Re: reftable [v4]: new ref storage format

Jeff King <peff@xxxxxxxx> · Wed, 2 Aug 2017 05:28:46 -0400

On Tue, Aug 01, 2017 at 07:38:37PM -0700, Shawn Pearce wrote:

> > OBJS blocks can also be
> > unbounded in size if very many references point at the same object,
> > thought that is perhaps only a theoretical problem.
> 
> Gah, I missed that in reftable. The block id pointer list could cause
> a single object id to exceed what fits in a block, and that will cause
> the writer to fail unless its caller sets the block size larger. I
> basically assumed this overflow condition is very unlikely, as its not
> common to have a huge number of refs pointing to the same object.

It's actually quite common for us, as we have big shared-object repos
that contain a copy of the refs of all of their child repos (for
reachability during packing, etc). So tags, where the value is the same
in each fork, you have one ref per fork pointing to it.

Just peeking at torvalds/linux, we have some objects with ~35K refs
pointing to them (e.g., the v2.6.11 tag).

> > Peff and I discussed off-list whether the lookup-by-SHA-1 feature is
> > so important in the first place. Currently, all references must be
> > scanned for the advertisement anyway,
> 
> Not really. You can hide refs and allow-tip-sha1 so clients can fetch
> a ref even if it wasn't in the advertisement.
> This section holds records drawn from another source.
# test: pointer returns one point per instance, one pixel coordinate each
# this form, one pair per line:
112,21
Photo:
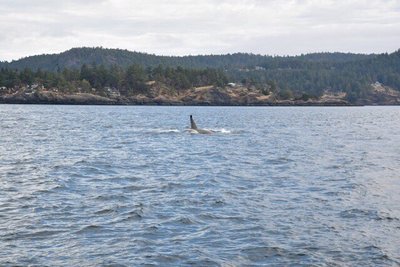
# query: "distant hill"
287,77
76,57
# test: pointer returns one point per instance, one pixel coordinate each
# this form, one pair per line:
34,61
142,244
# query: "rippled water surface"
129,186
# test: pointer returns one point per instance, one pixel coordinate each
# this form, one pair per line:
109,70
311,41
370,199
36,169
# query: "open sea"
131,186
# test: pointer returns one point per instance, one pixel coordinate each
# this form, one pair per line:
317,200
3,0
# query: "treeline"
128,81
76,57
296,76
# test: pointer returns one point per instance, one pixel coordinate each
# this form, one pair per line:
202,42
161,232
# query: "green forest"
131,72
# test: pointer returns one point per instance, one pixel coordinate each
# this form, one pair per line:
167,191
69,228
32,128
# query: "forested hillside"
309,76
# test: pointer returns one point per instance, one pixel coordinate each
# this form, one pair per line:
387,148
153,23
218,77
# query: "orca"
194,127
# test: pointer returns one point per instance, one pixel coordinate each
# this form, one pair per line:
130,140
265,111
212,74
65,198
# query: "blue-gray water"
129,186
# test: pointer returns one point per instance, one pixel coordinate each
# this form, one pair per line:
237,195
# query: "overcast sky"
183,27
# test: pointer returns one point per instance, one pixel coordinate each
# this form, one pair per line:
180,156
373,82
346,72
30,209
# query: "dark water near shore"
129,186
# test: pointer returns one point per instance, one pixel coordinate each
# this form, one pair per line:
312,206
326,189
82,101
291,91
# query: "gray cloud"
179,27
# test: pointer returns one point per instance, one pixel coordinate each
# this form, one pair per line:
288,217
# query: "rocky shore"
159,94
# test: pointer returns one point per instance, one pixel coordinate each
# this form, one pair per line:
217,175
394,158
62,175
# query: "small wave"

We really want to use
> that wire protocol capability with Gerrit Code Review to hide the
> refs/changes/ namespace from the advertisement, but allow clients to
> fetch any of those refs if they send its current SHA-1 in a want line
> anyway.
> 
> So a server could scan only the refs/{heads,tags}/ prefixes for the
> advertisement, and then leverage the lookup-by-SHA1 to verify other
> SHA-1s sent by the client.

Yeah, that makes sense (though I hope in the end that strategy will go
away in favor of a better protocol, as getting the sha1 out-of-band has
obvious UX complexities).

> > OTOH a mythical protocol v2 might reduce the need to scan the
> > references for advertisement, so maybe this optimization will be more
> > helpful in the future?
> 
> Yes, I'm hopeful we can get a v2 protocol built on the work Jonathan
> Tan is doing, and switch the advertisement around to "client speaks
> first", so that we can be smarter on the server about which refs are
> read and sent. That is a long way off, lets say 3-5 years before its
> really common in clients.

I was actually planning to spend some time on this in the next month or
two. I don't think it needs to be that complicated. We don't need a
whole protocol revamp. We just need a way to get a few bits from the
client before the advertisement, and from there we can bootstrap any
more radical protocol changes we want.

I know it will take a while before it's something we can expect in
clients, but it's definitely worth planning around. And sometimes a
feature like this can drive upgrades, if it's something that produces an
immediate and obvious benefit to the client.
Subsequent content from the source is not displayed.